Neoclassical architecture was central to the British imperial project and, in its origins, neoclassical architecture in Ireland was almost entirely representative of British control (unlike the classical languages). Many neoclassical structures became sites for the expression of political rebellion in the 20th century. Neoclassical art had flourished under the British empire, most notably in the work of James Barry (1741-1806), whose art had a nationalist edge, but it was ancient Greek coinage to which the new Irish state turned for inspiration on becoming independent.  

Selected examples

  • Dublin’s General Post Office, completed in 1818, was built in the Georgian style, with an Ionic portico, six fluted columns, a richly decorated frieze and entablature and three classical statues on the acroteria of the pediment. As the headquarters for the leaders of the 1916 Rising, it was destroyed by shelling from British forces but was rebuilt to become, arguably, the symbol of Irish independence. By contrast, the Northern Irish parliament at Stormont, completed in 1932, remains a fraught monument to classicism and empire.
  • The son of a Cork builder, James Barry’s prodigious talent as a painter earned him the patronage of the classically educated (though imperialist) Edmund Burke. One of Europe’s best history painters, Barry consistently exploited classical forms and motifs for political and moral purposes, championing revolution in America and encrypting subversively Catholic imagery into his famous murals in the Great Room of the Society of Arts in London, for instance.

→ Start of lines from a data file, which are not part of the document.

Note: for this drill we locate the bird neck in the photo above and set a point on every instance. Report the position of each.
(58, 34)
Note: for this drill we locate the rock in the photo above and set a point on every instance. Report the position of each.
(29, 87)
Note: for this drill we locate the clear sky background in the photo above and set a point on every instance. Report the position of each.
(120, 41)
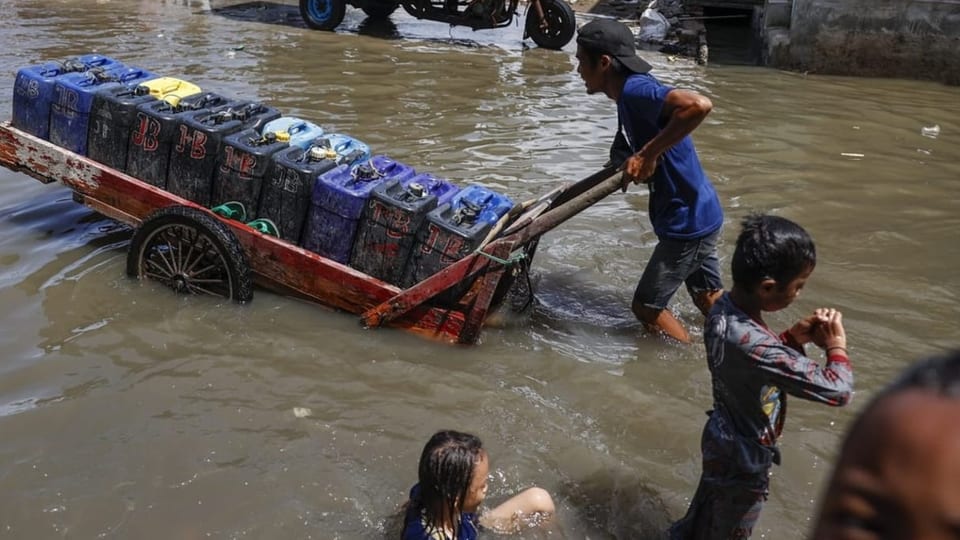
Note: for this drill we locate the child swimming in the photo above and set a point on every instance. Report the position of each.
(445, 503)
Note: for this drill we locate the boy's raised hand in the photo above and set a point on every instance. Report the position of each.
(803, 330)
(829, 333)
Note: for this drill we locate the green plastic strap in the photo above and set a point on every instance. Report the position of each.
(514, 258)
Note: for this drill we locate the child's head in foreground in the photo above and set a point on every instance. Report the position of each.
(898, 473)
(772, 260)
(453, 476)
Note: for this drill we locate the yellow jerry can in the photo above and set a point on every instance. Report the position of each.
(171, 89)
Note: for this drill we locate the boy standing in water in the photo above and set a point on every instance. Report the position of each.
(752, 371)
(655, 123)
(898, 474)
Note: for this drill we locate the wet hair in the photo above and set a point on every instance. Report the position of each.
(593, 54)
(445, 472)
(771, 247)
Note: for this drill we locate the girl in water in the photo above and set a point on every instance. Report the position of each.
(452, 483)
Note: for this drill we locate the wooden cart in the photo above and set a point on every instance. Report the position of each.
(192, 250)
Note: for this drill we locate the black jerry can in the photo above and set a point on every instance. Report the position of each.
(199, 144)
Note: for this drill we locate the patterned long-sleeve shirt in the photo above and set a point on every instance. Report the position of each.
(752, 371)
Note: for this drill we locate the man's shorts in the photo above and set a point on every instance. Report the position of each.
(673, 262)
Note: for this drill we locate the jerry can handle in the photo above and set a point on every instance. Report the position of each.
(132, 75)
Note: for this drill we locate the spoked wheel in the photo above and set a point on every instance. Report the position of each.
(380, 9)
(323, 14)
(557, 27)
(191, 252)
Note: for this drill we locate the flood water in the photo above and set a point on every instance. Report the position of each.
(129, 412)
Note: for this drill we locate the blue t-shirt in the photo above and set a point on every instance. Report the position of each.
(415, 528)
(683, 203)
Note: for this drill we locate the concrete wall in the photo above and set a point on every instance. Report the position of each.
(885, 38)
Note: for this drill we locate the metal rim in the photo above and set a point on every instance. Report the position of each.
(185, 259)
(320, 10)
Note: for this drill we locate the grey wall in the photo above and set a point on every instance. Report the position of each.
(889, 38)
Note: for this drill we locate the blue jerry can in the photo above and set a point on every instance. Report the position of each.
(393, 214)
(74, 94)
(453, 230)
(33, 90)
(300, 133)
(338, 200)
(286, 195)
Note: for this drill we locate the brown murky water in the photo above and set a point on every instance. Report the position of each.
(128, 412)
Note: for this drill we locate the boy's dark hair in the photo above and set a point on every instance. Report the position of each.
(445, 472)
(771, 247)
(593, 55)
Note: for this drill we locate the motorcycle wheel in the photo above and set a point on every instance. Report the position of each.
(560, 24)
(380, 9)
(323, 14)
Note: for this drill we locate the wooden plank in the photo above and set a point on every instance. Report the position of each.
(130, 201)
(486, 288)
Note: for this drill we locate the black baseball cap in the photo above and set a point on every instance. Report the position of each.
(612, 37)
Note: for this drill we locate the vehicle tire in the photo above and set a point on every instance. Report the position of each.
(192, 252)
(323, 14)
(380, 9)
(415, 8)
(559, 28)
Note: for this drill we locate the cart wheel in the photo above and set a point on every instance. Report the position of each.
(323, 14)
(379, 9)
(557, 27)
(191, 252)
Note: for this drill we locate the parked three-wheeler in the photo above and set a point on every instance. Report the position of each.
(550, 23)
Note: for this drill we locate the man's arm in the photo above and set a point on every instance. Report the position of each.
(683, 111)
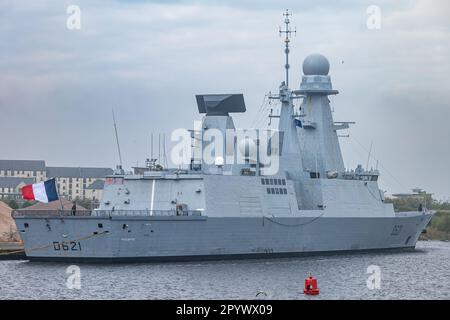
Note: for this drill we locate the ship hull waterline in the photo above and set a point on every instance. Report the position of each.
(130, 239)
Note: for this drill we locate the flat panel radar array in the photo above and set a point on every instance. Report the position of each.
(220, 104)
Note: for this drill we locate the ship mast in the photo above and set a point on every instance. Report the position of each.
(290, 158)
(287, 32)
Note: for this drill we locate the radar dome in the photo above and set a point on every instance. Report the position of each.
(316, 64)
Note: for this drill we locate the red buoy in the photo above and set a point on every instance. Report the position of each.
(311, 286)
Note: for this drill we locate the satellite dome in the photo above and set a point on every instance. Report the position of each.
(316, 64)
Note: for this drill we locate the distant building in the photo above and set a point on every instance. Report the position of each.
(10, 186)
(53, 208)
(23, 168)
(72, 182)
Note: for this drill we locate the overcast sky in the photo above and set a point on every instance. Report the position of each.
(147, 60)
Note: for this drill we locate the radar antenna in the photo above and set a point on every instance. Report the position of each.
(287, 33)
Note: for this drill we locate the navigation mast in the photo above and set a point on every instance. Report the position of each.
(287, 32)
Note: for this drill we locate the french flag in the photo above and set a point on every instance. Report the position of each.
(41, 191)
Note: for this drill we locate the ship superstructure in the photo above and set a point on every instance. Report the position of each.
(257, 193)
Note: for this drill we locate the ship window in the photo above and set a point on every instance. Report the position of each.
(314, 175)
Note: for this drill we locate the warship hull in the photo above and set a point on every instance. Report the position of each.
(189, 238)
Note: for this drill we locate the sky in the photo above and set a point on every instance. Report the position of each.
(148, 59)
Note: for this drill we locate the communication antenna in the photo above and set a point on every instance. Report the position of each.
(368, 157)
(164, 151)
(159, 148)
(151, 146)
(287, 32)
(117, 138)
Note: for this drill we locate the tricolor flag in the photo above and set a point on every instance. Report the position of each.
(41, 191)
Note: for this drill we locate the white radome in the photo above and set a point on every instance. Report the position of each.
(316, 64)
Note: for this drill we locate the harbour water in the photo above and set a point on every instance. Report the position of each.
(420, 274)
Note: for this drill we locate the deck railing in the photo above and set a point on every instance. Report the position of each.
(103, 213)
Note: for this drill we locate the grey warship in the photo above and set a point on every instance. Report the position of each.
(227, 209)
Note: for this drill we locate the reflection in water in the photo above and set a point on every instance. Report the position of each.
(421, 274)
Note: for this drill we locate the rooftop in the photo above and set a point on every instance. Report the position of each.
(27, 165)
(80, 172)
(13, 182)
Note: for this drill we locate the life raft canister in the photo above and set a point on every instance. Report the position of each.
(311, 286)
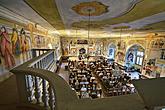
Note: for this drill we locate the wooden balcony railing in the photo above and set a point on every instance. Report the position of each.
(36, 81)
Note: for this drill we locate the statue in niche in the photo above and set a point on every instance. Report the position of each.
(15, 42)
(6, 48)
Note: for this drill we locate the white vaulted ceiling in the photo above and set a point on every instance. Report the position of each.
(108, 17)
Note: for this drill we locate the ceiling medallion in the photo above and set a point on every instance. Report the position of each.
(97, 8)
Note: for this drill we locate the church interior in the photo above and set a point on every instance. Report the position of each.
(82, 55)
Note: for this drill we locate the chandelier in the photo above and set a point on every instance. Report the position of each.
(89, 15)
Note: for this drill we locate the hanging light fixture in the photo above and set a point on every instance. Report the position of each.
(89, 14)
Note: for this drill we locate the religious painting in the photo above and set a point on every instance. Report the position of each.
(24, 41)
(6, 48)
(74, 51)
(130, 57)
(121, 45)
(120, 56)
(15, 39)
(65, 51)
(82, 51)
(38, 41)
(82, 42)
(158, 43)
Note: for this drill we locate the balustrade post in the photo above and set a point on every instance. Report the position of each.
(51, 98)
(22, 89)
(44, 94)
(37, 90)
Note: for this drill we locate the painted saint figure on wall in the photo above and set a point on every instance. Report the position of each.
(6, 49)
(15, 42)
(24, 41)
(130, 57)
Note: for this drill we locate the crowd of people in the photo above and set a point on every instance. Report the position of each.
(90, 79)
(82, 80)
(114, 80)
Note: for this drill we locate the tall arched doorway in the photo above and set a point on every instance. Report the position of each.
(111, 51)
(134, 57)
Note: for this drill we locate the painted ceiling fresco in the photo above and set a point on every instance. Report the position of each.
(107, 17)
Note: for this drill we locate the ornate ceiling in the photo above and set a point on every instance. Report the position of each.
(107, 17)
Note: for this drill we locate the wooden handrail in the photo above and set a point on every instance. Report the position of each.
(38, 85)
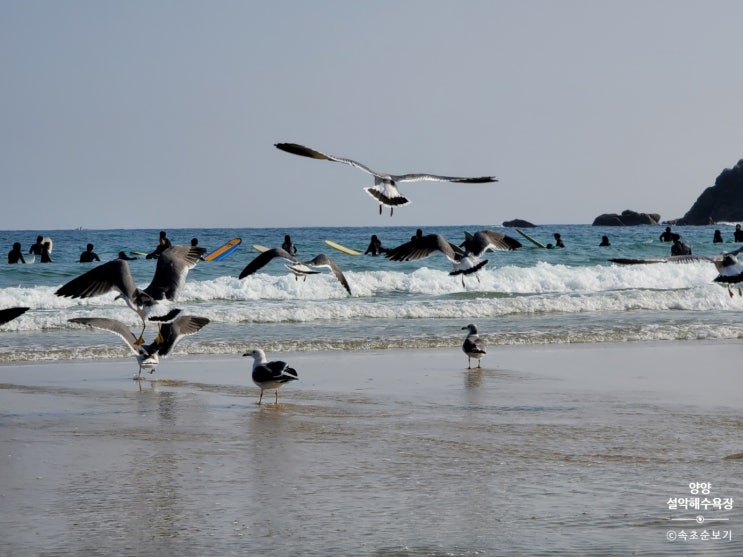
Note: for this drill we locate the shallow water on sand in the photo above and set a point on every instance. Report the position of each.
(543, 451)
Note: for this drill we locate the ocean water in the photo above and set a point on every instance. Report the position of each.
(581, 445)
(526, 296)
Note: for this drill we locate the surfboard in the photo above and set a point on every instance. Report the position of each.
(223, 251)
(629, 261)
(532, 240)
(344, 249)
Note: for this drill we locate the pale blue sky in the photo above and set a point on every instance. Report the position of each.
(163, 114)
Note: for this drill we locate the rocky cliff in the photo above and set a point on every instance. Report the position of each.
(627, 218)
(722, 202)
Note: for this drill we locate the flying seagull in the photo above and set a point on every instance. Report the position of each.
(385, 185)
(169, 333)
(473, 346)
(465, 262)
(299, 268)
(270, 375)
(170, 276)
(729, 268)
(11, 313)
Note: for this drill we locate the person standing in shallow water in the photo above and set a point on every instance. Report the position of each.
(89, 255)
(38, 247)
(46, 256)
(375, 246)
(288, 246)
(15, 255)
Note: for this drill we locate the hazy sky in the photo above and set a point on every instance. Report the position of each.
(163, 114)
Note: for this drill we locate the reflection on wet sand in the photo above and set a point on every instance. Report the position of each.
(368, 457)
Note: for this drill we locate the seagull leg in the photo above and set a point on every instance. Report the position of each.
(140, 340)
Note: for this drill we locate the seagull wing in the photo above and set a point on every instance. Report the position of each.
(11, 313)
(323, 260)
(423, 247)
(171, 271)
(437, 178)
(489, 239)
(274, 371)
(473, 345)
(171, 333)
(303, 151)
(113, 275)
(264, 258)
(111, 325)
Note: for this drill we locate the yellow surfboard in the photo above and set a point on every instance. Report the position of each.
(223, 251)
(341, 248)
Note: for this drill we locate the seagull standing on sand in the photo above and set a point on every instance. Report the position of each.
(299, 268)
(270, 375)
(169, 333)
(464, 262)
(384, 189)
(11, 313)
(473, 345)
(170, 276)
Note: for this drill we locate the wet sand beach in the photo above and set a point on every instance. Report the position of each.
(545, 450)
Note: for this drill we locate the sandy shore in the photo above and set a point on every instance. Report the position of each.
(374, 453)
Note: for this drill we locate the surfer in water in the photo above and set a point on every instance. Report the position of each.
(46, 254)
(89, 255)
(163, 244)
(288, 246)
(375, 246)
(38, 247)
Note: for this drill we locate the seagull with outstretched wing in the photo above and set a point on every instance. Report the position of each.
(385, 189)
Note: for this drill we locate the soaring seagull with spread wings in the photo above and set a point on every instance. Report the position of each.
(465, 262)
(169, 333)
(170, 276)
(299, 268)
(384, 189)
(729, 267)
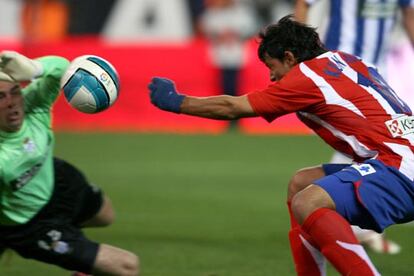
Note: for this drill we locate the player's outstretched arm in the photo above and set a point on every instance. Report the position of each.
(408, 20)
(164, 95)
(19, 67)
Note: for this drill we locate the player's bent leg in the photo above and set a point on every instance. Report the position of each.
(315, 210)
(104, 217)
(115, 261)
(307, 258)
(376, 242)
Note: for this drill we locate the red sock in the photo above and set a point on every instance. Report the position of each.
(334, 236)
(308, 260)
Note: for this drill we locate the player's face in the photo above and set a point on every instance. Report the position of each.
(11, 106)
(279, 68)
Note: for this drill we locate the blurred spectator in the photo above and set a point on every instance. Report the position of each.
(227, 24)
(44, 20)
(10, 19)
(270, 11)
(150, 20)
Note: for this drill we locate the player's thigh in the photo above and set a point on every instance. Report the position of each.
(115, 261)
(55, 243)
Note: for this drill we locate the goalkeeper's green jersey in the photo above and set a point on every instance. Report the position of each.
(26, 156)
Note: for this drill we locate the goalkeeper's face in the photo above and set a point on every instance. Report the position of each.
(11, 106)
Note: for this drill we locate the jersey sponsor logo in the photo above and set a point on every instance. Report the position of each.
(364, 169)
(401, 126)
(29, 145)
(26, 176)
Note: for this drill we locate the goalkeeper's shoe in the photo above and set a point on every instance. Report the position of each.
(379, 244)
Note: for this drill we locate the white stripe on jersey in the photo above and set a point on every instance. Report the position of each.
(370, 39)
(359, 148)
(407, 161)
(330, 95)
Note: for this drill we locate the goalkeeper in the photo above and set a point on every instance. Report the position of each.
(45, 201)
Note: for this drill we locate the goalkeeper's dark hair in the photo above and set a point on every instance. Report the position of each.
(289, 35)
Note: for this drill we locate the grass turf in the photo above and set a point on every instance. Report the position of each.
(199, 205)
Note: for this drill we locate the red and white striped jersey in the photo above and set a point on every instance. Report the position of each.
(348, 104)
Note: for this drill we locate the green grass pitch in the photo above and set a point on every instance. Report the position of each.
(200, 205)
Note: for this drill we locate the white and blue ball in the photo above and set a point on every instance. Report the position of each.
(90, 84)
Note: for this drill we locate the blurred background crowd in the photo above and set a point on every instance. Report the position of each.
(167, 37)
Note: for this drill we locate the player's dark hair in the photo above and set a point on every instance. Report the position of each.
(289, 35)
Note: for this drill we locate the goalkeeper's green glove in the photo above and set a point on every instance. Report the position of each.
(18, 67)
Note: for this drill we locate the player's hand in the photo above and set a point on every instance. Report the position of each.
(19, 67)
(164, 95)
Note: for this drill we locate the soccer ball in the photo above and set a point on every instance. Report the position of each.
(90, 84)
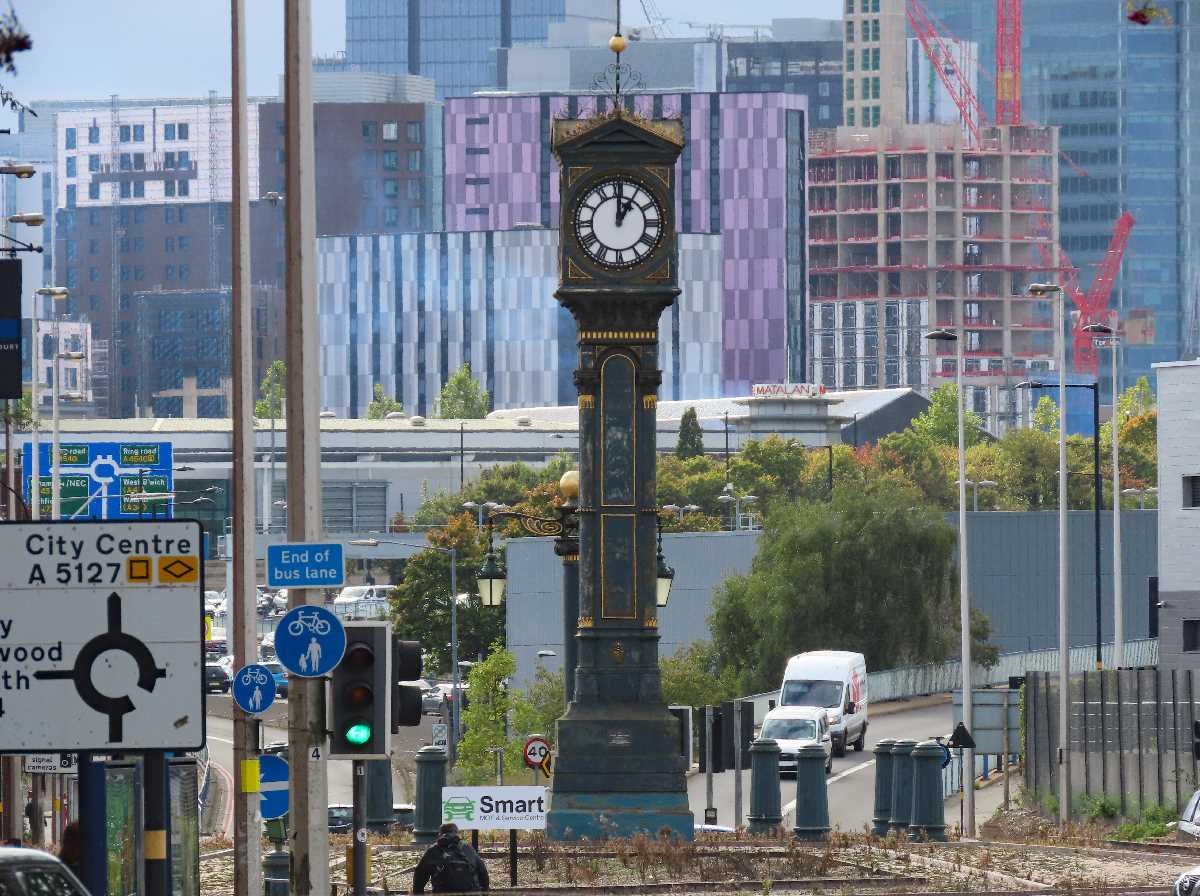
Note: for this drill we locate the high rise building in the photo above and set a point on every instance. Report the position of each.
(461, 44)
(1121, 96)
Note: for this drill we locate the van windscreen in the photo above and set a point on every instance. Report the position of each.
(811, 693)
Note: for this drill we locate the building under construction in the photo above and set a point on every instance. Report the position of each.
(915, 227)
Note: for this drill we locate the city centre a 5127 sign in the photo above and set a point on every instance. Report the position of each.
(101, 636)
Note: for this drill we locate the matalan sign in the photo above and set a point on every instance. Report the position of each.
(786, 390)
(101, 637)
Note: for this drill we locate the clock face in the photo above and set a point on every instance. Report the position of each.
(618, 222)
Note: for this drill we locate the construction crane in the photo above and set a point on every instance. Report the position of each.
(1092, 307)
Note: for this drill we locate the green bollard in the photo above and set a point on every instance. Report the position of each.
(431, 777)
(901, 785)
(881, 819)
(928, 817)
(811, 797)
(766, 812)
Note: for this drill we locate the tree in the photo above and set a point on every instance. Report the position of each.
(868, 571)
(691, 438)
(274, 390)
(462, 397)
(940, 421)
(383, 404)
(420, 603)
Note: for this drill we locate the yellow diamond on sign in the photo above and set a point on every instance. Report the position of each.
(173, 570)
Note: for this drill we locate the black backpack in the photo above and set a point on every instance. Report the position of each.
(455, 872)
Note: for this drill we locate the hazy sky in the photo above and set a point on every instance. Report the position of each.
(93, 48)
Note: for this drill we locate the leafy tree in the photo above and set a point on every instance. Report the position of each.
(383, 404)
(868, 571)
(274, 390)
(691, 438)
(420, 603)
(940, 421)
(462, 397)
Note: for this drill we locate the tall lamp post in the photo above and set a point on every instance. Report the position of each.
(964, 585)
(1043, 290)
(1103, 336)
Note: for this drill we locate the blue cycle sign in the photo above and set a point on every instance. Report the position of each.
(253, 689)
(310, 641)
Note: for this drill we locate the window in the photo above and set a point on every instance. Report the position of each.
(1191, 636)
(1192, 491)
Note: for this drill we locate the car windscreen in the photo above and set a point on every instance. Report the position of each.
(790, 729)
(802, 692)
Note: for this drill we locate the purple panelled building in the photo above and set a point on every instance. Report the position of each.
(742, 175)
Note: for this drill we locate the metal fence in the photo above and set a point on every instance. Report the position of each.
(1129, 737)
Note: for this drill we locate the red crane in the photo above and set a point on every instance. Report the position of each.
(1092, 307)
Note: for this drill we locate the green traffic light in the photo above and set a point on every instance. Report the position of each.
(358, 733)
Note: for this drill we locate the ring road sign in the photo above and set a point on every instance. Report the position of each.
(253, 689)
(273, 786)
(101, 630)
(310, 641)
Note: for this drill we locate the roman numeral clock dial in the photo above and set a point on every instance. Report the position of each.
(618, 223)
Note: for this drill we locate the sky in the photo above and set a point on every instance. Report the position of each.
(141, 48)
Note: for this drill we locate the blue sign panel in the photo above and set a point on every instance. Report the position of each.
(305, 565)
(273, 786)
(310, 641)
(253, 689)
(105, 480)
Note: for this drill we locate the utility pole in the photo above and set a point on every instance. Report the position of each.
(306, 717)
(247, 842)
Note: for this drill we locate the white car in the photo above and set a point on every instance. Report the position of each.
(793, 727)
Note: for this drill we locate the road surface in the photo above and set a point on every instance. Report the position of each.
(851, 785)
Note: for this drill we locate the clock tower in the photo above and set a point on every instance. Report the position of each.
(619, 769)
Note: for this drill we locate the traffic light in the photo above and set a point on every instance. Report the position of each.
(359, 692)
(406, 699)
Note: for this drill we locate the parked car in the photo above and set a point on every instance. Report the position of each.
(834, 680)
(31, 872)
(793, 727)
(215, 678)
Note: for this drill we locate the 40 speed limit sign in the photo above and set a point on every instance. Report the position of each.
(538, 753)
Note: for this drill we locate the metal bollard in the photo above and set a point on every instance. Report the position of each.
(901, 785)
(928, 817)
(431, 777)
(881, 819)
(811, 797)
(766, 812)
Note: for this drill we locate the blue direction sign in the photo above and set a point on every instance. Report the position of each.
(253, 689)
(273, 786)
(305, 565)
(310, 641)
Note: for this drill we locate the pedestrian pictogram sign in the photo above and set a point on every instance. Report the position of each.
(310, 641)
(90, 656)
(253, 689)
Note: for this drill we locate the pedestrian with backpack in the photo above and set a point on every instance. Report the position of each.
(450, 865)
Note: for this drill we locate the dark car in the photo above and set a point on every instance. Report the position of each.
(31, 872)
(215, 679)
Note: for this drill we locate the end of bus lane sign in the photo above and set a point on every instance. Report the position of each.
(305, 565)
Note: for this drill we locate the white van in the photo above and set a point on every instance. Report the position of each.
(793, 727)
(834, 680)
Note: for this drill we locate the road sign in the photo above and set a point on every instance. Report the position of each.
(97, 479)
(305, 565)
(273, 786)
(495, 807)
(52, 764)
(441, 734)
(253, 689)
(100, 637)
(310, 641)
(537, 753)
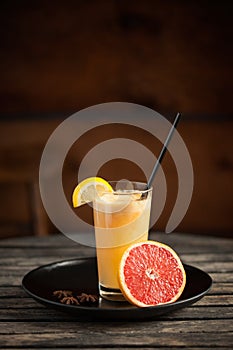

  • When Ireland chose symbols of nationhood for its new coinage in the 1920s, it took inspiration from classical Greek coins depicting animals to create the much-loved ‘ark’, as the set was affectionately designated in Seamus Heaney’s 2002 poem ‘A Keen for the Coins’, penned on the advent of the Euro. This ‘ark’ of animals, in which the bull and the hare were modelled directly on Greek originals, asserted Ireland’s agrarian identity as well as its claim to an indigenous pre-Roman classical aesthetic.